Bei der Beerdigung war dann Anwesenheitspflicht für das jeweilige Viertel. Falls jemand doch nicht erschien gab es wieder eine Strafe: zunächst 1 Gulden 30 Kreuzer, später dann 3 Mark oder 1 Taler oder eine Flasche Wein… man nahm es aber dann doch nicht so ernst mit der Anwesenheit, denn durch Kuchen backen für die Kerb, im Wald Tätige oder wegen einer Schlachtung Fehlende bekamen schon mal keine Strafe.

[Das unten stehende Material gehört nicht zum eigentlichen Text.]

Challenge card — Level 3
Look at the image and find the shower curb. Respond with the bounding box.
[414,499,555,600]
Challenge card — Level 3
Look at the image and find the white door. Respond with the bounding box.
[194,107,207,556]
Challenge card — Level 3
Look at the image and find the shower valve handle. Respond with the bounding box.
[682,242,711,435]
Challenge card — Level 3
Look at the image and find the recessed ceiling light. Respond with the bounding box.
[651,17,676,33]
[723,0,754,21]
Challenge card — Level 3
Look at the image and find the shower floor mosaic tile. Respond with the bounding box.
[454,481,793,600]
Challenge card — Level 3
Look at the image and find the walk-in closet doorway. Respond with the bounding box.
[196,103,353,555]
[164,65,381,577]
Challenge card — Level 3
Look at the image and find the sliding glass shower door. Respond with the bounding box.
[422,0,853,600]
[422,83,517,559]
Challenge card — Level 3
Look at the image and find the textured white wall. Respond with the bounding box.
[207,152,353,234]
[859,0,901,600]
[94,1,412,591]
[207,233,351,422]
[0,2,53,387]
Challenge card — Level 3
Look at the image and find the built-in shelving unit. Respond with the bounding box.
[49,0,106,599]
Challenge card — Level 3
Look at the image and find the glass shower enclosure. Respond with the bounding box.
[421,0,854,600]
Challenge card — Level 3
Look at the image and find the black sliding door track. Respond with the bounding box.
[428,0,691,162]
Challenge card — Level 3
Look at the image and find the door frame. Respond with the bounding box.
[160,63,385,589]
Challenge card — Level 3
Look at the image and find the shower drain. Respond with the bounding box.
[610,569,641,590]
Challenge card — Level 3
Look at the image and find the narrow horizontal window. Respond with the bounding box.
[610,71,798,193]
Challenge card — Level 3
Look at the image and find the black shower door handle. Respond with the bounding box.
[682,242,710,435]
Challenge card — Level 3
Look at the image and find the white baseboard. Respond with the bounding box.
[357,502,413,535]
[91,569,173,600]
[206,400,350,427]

War die Trauerfeier in der Kirche beendet, verließen die Mitglieder des Viertels als erstes die Kirche und standen nun Spalier bis alle die Kirche verlassen hatten. Dort mussten sie solange stehen bleiben bis der Viertelmeister das Komanndo zum nach Hause gehen gab, lediglich die Grabmacher durften vorher das Spalier verlassen.
Unter die Beerdigunngssitte des Viertels fielen Eltern und deren Kinder, solange bei diesen ein Elternteil am Leben war. Starb ein lediges, volljähriges Kind mussten 2 Taler gezahlt werden. Der Grund für die Bezahlung wird in der Erhöhung des Erbteils der anderen Kinder vermutet an dem sich das Viertel beteiligt sah. Starb eine Ehe aus dem Viertel aus, also wahren 2 miteinander Verheiratete gestorben war ein Taler zu bezahlen, die Rechte von Eltern vererbten sich aber nicht automatisch auf deren Kinder. Diese konnten sich bei der Beerdigung des letzten Elternteils „einkaufen“ und zwar mit einer Flasche Wein beim nächsten Talerverzehren.
Das Talerverzehren wurde angesetzt, wenn mindestens 2 Taler in der Kasse des Viertels durch eine Beerdigung zusammen gekommen waren. Am selben Tag, aber nicht direkt nach der Messe, traf man sich dann im schwarzen Anzug um einen großen Tisch auf dem das Protokollbuch lag. Dort setzte man sich nieder und durfte die Hände nicht auf den Tisch legen. Nur der Viertelmeister hatte das Recht zu sprechen und wenn doch jemand etwas mitzuteilen hatte musste er dies dem Viertelmeister sagen, der es dann weiterleitete. Der Viertelmeister verlas dann die zuletzt Verstorbenen. Anschließenden wurden die auf dem Tisch stehenden Gläser umgedreht und gefüllt. Ohne Trinkspruch oder ähnliches musste der Wein in aller Stille geleert werden worauf im Anschluss der Älteste ein Gebet sprach. Anschließend folgte das „fröhliche“ Beisammensein wobei bei jedem Talerverzehren ein neuer Viertelmeister gewählt werden musste. Der abtretende Viertelmeister musste eine Flasche Wein ausgeben., ebenso wie der Antretende, der auch gleich die neuen Sargträger bestimmen musste, die wiederum einen Wein ausgeben mussten… Anschließend kam dann der Wein der neu Beigetretenen auf den Tisch. Zunächst nur eine Flasche, ab 1880 dann pro Tisch eine Flasche.
Noch in den 1950er Jahren gab es diesen heute ausgestorbenen Brauch. Auch in Darmstadt gab es einen ganz ähnlichen Brauch innerhalb der Ratsbrüderschaft, Hofbrüderschaft und Ackerbrüderschaft wie Diehl in „Alt-Darmstadt“ notiert haben soll.
Ohne genaueres Hintergrundwissen zu besitzen, vermute ich das dieser Brauch aus der Zeit des 30 Jährigen Krieges oder Zeiten großer Epidemien stammt, als man dafür sorgen musste das die Verstorbenen auch unter die Erde kamen.